"Yes, I've heard all about Hamul-Kammesh," he declared, quietly, when I had finished. "Especially about his prophecies, which have given him great fame. But I would not take them too seriously, if I were you."

"Your father seems to take them very seriously."

"Yes, of course, father would," remarked Karem, pointedly. "All the more so, since he wants to keep you from my sister."

"So you don't think there's anything in them?"

"Oh, I would not say that. There is just as much in them as you want to see—and just as little. The old folks would chop off their hands if Hamul-Kammesh told them to, but we younger Ibandru—well, we younger Ibandru sometimes have our doubts."
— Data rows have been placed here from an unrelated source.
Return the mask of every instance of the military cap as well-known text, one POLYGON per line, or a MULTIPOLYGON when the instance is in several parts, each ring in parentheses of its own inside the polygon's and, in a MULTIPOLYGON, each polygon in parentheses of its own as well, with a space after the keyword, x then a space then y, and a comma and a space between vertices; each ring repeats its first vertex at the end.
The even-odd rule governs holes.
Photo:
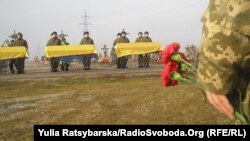
POLYGON ((52 36, 52 35, 57 35, 57 32, 54 31, 54 32, 52 32, 50 35, 51 35, 51 36, 52 36))
POLYGON ((23 37, 23 34, 21 32, 17 33, 17 36, 20 35, 21 37, 23 37))
POLYGON ((127 33, 126 33, 126 31, 122 31, 122 33, 121 33, 121 34, 127 34, 127 33))

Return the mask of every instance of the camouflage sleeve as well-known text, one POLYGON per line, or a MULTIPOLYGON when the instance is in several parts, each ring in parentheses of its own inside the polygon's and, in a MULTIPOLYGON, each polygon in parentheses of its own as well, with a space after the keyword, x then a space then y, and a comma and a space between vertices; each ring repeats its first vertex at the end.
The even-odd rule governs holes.
POLYGON ((81 41, 80 41, 80 45, 83 45, 83 39, 81 39, 81 41))

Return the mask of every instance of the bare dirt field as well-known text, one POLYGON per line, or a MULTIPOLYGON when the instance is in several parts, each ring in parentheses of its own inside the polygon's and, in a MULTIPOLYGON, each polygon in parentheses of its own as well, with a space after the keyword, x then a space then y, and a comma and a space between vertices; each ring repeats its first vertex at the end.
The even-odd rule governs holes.
POLYGON ((161 84, 163 65, 139 69, 74 62, 69 72, 26 62, 0 75, 0 140, 33 140, 35 124, 229 124, 194 86, 161 84))

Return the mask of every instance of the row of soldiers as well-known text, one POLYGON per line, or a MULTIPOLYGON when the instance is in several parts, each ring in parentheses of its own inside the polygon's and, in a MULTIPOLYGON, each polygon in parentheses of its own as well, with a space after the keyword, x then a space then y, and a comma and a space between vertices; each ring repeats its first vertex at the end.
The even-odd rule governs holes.
MULTIPOLYGON (((111 56, 112 59, 115 60, 115 63, 117 64, 117 69, 125 69, 127 68, 127 63, 128 63, 128 56, 124 56, 124 57, 120 57, 117 59, 116 55, 115 55, 115 49, 114 47, 116 46, 116 44, 118 43, 129 43, 129 39, 126 37, 126 32, 123 31, 121 33, 117 34, 117 37, 113 43, 113 48, 111 51, 111 56)), ((144 32, 144 35, 142 32, 138 33, 138 37, 135 40, 136 43, 140 43, 140 42, 152 42, 151 38, 149 37, 149 32, 144 32)), ((138 64, 139 64, 139 68, 148 68, 149 67, 149 62, 150 62, 150 54, 141 54, 139 55, 139 59, 138 59, 138 64)))
MULTIPOLYGON (((115 39, 113 46, 115 46, 118 43, 129 43, 129 39, 126 37, 127 33, 125 31, 118 33, 117 38, 115 39)), ((146 31, 143 35, 142 32, 138 33, 138 38, 135 40, 135 42, 152 42, 151 38, 149 37, 149 33, 146 31)), ((92 44, 94 45, 94 41, 92 38, 89 36, 89 32, 84 32, 83 38, 80 41, 80 45, 87 45, 87 44, 92 44)), ((58 38, 57 32, 52 32, 51 33, 51 38, 47 42, 47 46, 57 46, 57 45, 68 45, 64 39, 58 38)), ((17 38, 15 40, 12 40, 9 46, 24 46, 28 49, 28 43, 26 40, 23 39, 22 33, 17 34, 17 38)), ((114 48, 113 48, 114 52, 114 48)), ((84 66, 84 70, 89 70, 90 65, 91 65, 91 58, 92 55, 84 55, 82 59, 82 63, 84 66)), ((118 69, 124 69, 127 68, 127 62, 128 62, 128 56, 116 58, 116 63, 117 63, 117 68, 118 69)), ((58 57, 52 57, 50 58, 50 66, 51 66, 51 72, 58 72, 58 66, 59 66, 59 58, 58 57)), ((150 54, 141 54, 139 55, 139 68, 147 68, 149 67, 149 61, 150 61, 150 54)), ((14 66, 17 69, 17 73, 25 73, 24 68, 25 68, 25 58, 18 58, 18 59, 12 59, 10 61, 9 67, 11 73, 15 73, 14 71, 14 66)), ((68 71, 69 70, 69 63, 68 62, 62 62, 61 68, 63 71, 68 71)))

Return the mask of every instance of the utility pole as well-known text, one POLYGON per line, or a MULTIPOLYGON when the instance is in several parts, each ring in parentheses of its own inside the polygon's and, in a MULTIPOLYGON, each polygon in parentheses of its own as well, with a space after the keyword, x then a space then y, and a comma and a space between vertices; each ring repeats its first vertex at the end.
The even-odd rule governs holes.
POLYGON ((83 17, 83 22, 80 23, 80 25, 83 25, 83 32, 88 31, 88 25, 92 25, 91 23, 88 22, 89 16, 87 15, 87 11, 85 10, 85 14, 83 17))

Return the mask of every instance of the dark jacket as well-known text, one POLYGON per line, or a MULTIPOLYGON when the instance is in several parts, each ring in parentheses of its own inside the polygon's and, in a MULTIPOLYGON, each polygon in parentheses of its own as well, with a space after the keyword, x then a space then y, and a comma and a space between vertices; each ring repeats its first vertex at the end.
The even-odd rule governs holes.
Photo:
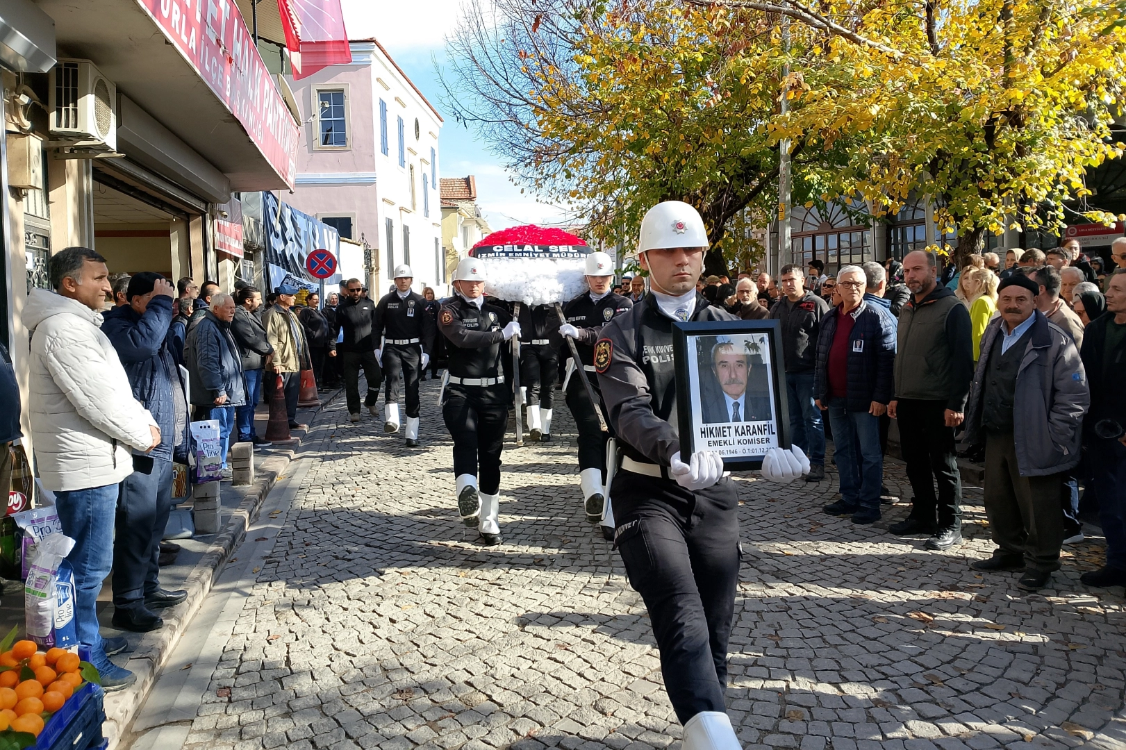
POLYGON ((120 305, 107 311, 105 319, 101 332, 114 345, 117 358, 125 367, 133 386, 133 398, 149 410, 160 428, 160 445, 149 455, 171 461, 176 443, 172 439, 176 434, 172 389, 184 389, 172 355, 172 298, 153 296, 143 315, 129 305, 120 305))
POLYGON ((1083 368, 1091 386, 1091 410, 1087 414, 1088 437, 1093 436, 1094 426, 1103 419, 1112 419, 1126 427, 1126 387, 1119 380, 1126 373, 1126 345, 1107 351, 1107 325, 1115 320, 1115 313, 1107 312, 1083 329, 1083 368))
MULTIPOLYGON (((852 316, 848 339, 848 384, 844 408, 868 411, 872 402, 886 404, 895 395, 895 319, 861 300, 847 314, 852 316)), ((821 319, 817 333, 817 366, 813 370, 813 398, 829 403, 829 351, 837 334, 840 307, 821 319)))
POLYGON ((234 309, 234 320, 231 321, 231 333, 239 345, 239 356, 242 359, 243 372, 261 369, 262 358, 274 351, 266 340, 266 327, 261 319, 242 305, 234 309))
POLYGON ((23 437, 19 429, 19 384, 16 383, 16 370, 11 366, 8 349, 0 342, 0 443, 12 443, 23 437))
POLYGON ((816 364, 817 331, 829 303, 806 292, 797 302, 778 297, 770 318, 781 321, 781 350, 787 373, 807 373, 816 364))
POLYGON ((224 407, 247 403, 247 387, 242 382, 242 356, 231 334, 231 324, 221 321, 212 311, 193 323, 184 347, 188 363, 188 384, 191 403, 214 408, 215 399, 226 394, 224 407))
MULTIPOLYGON (((1020 475, 1046 476, 1079 463, 1081 422, 1090 394, 1075 342, 1040 311, 1033 314, 1036 320, 1028 329, 1031 336, 1017 372, 1012 437, 1020 475)), ((982 334, 982 356, 966 409, 966 440, 974 445, 985 441, 982 411, 989 358, 993 347, 1001 346, 1003 324, 995 318, 982 334)))
POLYGON ((922 302, 912 297, 900 312, 895 356, 895 398, 944 401, 966 408, 974 370, 969 311, 944 286, 922 302))

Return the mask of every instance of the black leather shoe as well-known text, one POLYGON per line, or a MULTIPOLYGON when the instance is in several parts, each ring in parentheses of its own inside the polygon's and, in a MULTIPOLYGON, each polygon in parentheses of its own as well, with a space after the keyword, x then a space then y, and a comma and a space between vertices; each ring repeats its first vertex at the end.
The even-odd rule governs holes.
POLYGON ((962 530, 950 527, 935 532, 935 536, 927 539, 927 544, 923 546, 928 550, 941 552, 942 550, 956 547, 959 544, 962 544, 962 530))
POLYGON ((145 609, 144 607, 134 607, 132 609, 114 609, 114 627, 119 627, 123 631, 133 631, 134 633, 148 633, 149 631, 155 631, 164 626, 164 620, 160 618, 160 615, 153 614, 145 609))
POLYGON ((1052 580, 1052 571, 1029 569, 1017 581, 1017 587, 1025 591, 1039 591, 1052 580))
POLYGON ((1126 570, 1103 565, 1099 570, 1091 570, 1083 573, 1079 577, 1079 580, 1097 589, 1108 589, 1111 586, 1126 586, 1126 570))
POLYGON ((1025 570, 1025 557, 994 553, 992 557, 973 561, 969 566, 985 573, 1016 572, 1025 570))
POLYGON ((144 597, 144 606, 149 609, 160 609, 161 607, 175 607, 185 599, 188 598, 188 592, 184 589, 176 589, 175 591, 169 591, 167 589, 157 589, 152 593, 146 593, 144 597))
POLYGON ((918 518, 908 518, 906 520, 901 520, 899 524, 892 524, 887 527, 887 530, 895 536, 914 536, 917 534, 926 534, 930 536, 935 533, 935 527, 930 524, 924 524, 918 518))

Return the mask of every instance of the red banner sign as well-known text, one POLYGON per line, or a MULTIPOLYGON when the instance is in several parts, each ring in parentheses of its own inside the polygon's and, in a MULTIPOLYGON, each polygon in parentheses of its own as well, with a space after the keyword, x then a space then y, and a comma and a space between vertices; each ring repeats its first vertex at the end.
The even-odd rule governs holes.
POLYGON ((137 0, 292 189, 301 128, 233 0, 137 0))
POLYGON ((242 224, 216 218, 215 249, 229 256, 242 258, 242 224))

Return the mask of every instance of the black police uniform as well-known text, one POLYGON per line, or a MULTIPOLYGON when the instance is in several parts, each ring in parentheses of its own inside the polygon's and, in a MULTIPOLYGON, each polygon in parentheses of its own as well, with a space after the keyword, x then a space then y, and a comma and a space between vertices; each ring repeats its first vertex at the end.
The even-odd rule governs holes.
MULTIPOLYGON (((689 320, 738 319, 697 294, 689 320)), ((664 689, 681 723, 723 712, 739 581, 735 485, 725 477, 690 492, 669 476, 680 450, 672 319, 653 295, 602 329, 595 360, 618 445, 637 462, 623 459, 610 486, 614 546, 649 609, 664 689)))
POLYGON ((337 356, 340 357, 341 369, 345 375, 345 399, 348 402, 348 413, 359 413, 359 370, 364 369, 367 375, 367 395, 364 404, 374 407, 379 398, 379 381, 383 372, 379 361, 375 358, 375 350, 378 348, 378 339, 374 337, 375 329, 375 302, 366 297, 360 297, 352 302, 348 297, 340 301, 337 306, 337 314, 333 327, 333 342, 337 356), (343 338, 337 342, 340 330, 343 329, 343 338))
POLYGON ((435 327, 426 314, 427 301, 409 292, 405 297, 394 291, 385 294, 375 307, 373 337, 383 341, 383 374, 387 378, 384 399, 399 402, 399 376, 406 385, 406 416, 419 416, 419 380, 422 375, 422 352, 434 356, 435 327))
POLYGON ((520 323, 520 385, 528 389, 527 404, 551 409, 560 368, 560 316, 554 305, 520 305, 517 322, 520 323))
POLYGON ((461 295, 438 313, 438 330, 449 354, 441 416, 454 438, 454 476, 476 476, 477 489, 485 494, 500 491, 500 452, 512 399, 503 365, 511 349, 502 329, 511 320, 503 307, 479 309, 461 295))
MULTIPOLYGON (((602 482, 606 482, 606 443, 610 436, 602 432, 599 427, 598 414, 595 413, 595 408, 587 398, 587 389, 580 378, 589 378, 595 386, 595 395, 599 395, 598 378, 595 375, 595 342, 604 325, 616 315, 628 312, 631 307, 633 303, 628 297, 613 292, 597 301, 592 300, 588 292, 563 306, 566 322, 579 329, 574 343, 582 360, 575 363, 577 369, 568 381, 565 394, 568 409, 571 410, 575 428, 579 430, 579 471, 598 468, 602 482)), ((570 357, 569 351, 570 347, 563 350, 564 358, 570 357)), ((600 405, 605 417, 606 407, 600 405)))

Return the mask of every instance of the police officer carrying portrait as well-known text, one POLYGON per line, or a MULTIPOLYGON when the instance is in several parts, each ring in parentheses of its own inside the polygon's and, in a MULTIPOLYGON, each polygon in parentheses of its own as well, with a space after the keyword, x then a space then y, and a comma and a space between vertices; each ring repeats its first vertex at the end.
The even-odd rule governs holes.
POLYGON ((500 452, 512 389, 504 382, 509 340, 520 324, 484 300, 485 265, 465 258, 454 273, 454 296, 438 313, 448 342, 441 416, 454 439, 457 509, 486 545, 500 544, 500 452))
MULTIPOLYGON (((595 375, 595 342, 609 321, 633 306, 628 297, 610 291, 614 280, 614 261, 605 252, 592 252, 587 256, 586 292, 563 306, 566 323, 560 327, 562 336, 574 339, 579 358, 574 363, 574 372, 566 378, 566 405, 574 417, 575 429, 579 431, 579 484, 582 488, 583 508, 587 520, 597 524, 602 520, 605 498, 602 488, 606 484, 606 444, 609 432, 604 432, 590 402, 582 378, 588 378, 595 389, 596 398, 601 401, 598 390, 598 378, 595 375)), ((564 349, 564 355, 568 350, 564 349)), ((605 416, 606 409, 599 403, 605 416)))
MULTIPOLYGON (((608 419, 622 450, 610 497, 614 546, 653 623, 669 700, 685 750, 739 750, 724 705, 727 640, 739 580, 739 498, 715 452, 680 453, 673 321, 736 320, 696 292, 709 243, 686 203, 654 206, 641 225, 638 260, 650 294, 614 318, 595 345, 608 419)), ((801 449, 768 452, 762 474, 808 471, 801 449)))
POLYGON ((406 386, 406 446, 419 444, 419 380, 430 364, 435 324, 426 314, 427 301, 411 292, 411 267, 395 266, 395 289, 375 307, 374 336, 383 337, 383 374, 386 389, 383 404, 383 431, 399 431, 399 378, 406 386))
POLYGON ((520 305, 520 387, 527 392, 528 438, 549 443, 558 382, 560 319, 553 305, 520 305))

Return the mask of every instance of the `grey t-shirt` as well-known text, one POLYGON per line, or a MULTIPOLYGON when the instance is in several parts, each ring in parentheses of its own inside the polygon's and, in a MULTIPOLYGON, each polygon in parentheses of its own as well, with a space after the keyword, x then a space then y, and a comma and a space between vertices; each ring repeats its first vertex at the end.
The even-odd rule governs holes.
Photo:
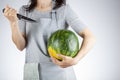
POLYGON ((32 62, 49 62, 51 61, 47 52, 46 36, 50 35, 55 30, 67 29, 69 26, 76 32, 80 33, 86 25, 81 22, 78 15, 67 5, 63 5, 56 10, 56 22, 53 26, 49 26, 51 18, 51 11, 41 12, 36 9, 28 12, 25 11, 26 5, 19 9, 19 13, 37 20, 37 23, 30 23, 24 20, 19 20, 18 25, 21 32, 26 34, 26 63, 32 62), (47 19, 47 21, 46 21, 47 19), (46 21, 46 22, 45 22, 46 21), (43 27, 45 26, 45 27, 43 27))

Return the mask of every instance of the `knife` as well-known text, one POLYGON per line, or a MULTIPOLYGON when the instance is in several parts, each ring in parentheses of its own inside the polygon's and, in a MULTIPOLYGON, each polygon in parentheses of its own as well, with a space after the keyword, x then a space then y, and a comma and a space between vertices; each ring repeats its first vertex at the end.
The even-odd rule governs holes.
MULTIPOLYGON (((4 13, 4 11, 5 11, 5 8, 3 9, 3 13, 4 13)), ((19 20, 23 19, 23 20, 25 20, 25 21, 36 22, 36 20, 33 20, 33 19, 31 19, 31 18, 28 18, 28 17, 23 16, 23 15, 18 14, 18 13, 17 13, 17 18, 18 18, 19 20)))

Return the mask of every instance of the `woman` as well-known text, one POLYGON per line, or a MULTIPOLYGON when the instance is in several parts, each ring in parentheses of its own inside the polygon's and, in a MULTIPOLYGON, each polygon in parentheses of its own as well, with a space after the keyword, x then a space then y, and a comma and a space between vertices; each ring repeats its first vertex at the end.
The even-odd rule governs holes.
POLYGON ((19 50, 26 48, 26 64, 38 64, 33 72, 32 67, 25 69, 25 80, 76 80, 72 66, 77 64, 88 53, 95 43, 92 32, 79 20, 75 12, 65 0, 30 0, 29 5, 20 8, 19 13, 37 21, 27 22, 18 20, 17 11, 6 6, 4 15, 9 20, 12 30, 12 39, 19 50), (82 46, 74 58, 58 55, 63 58, 59 61, 48 57, 47 39, 52 32, 58 29, 67 29, 71 26, 82 38, 82 46), (27 72, 28 71, 28 72, 27 72), (36 72, 34 72, 36 71, 36 72), (28 74, 27 74, 28 73, 28 74), (32 73, 37 73, 33 74, 32 73), (38 77, 35 77, 39 75, 38 77))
"I see," said I, glad to know that youth could be skeptical even in Sobul. "But your father tells me that Hamul-Kammesh's prophecies always come true."

Karem looked across at me with an ingenuous smile.

"So they will all tell you. But that too depends upon what you want to believe. Naturally, Hamul-Kammesh had to make a prediction when Yasma was born; he's expected to make a prediction at the time of every birth. So as to be sure of himself, he foretold something that was not to happen for seventeen years, when everyone would have forgotten just what he said. Then, again, he said a stranger was coming to Sobul, and there too he was safe, because if no man had appeared there would certainly have been some male babe born during the year; and then Hamul-Kammesh would have said that that babe was the man he meant in his prophecy, but we should have to wait twenty years more until the man was grown up and the prediction could come true. Of course, when you unexpectedly arrived, he recognized his opportunity, and claimed to have foreseen your coming seventeen years before."

"Nevertheless," I contended, doubtfully, "it is a strange coincidence, is it not?"

"If it were not for coincidences, Prescott, soothsayers would have to pass their days tilling the soil like the rest of us!"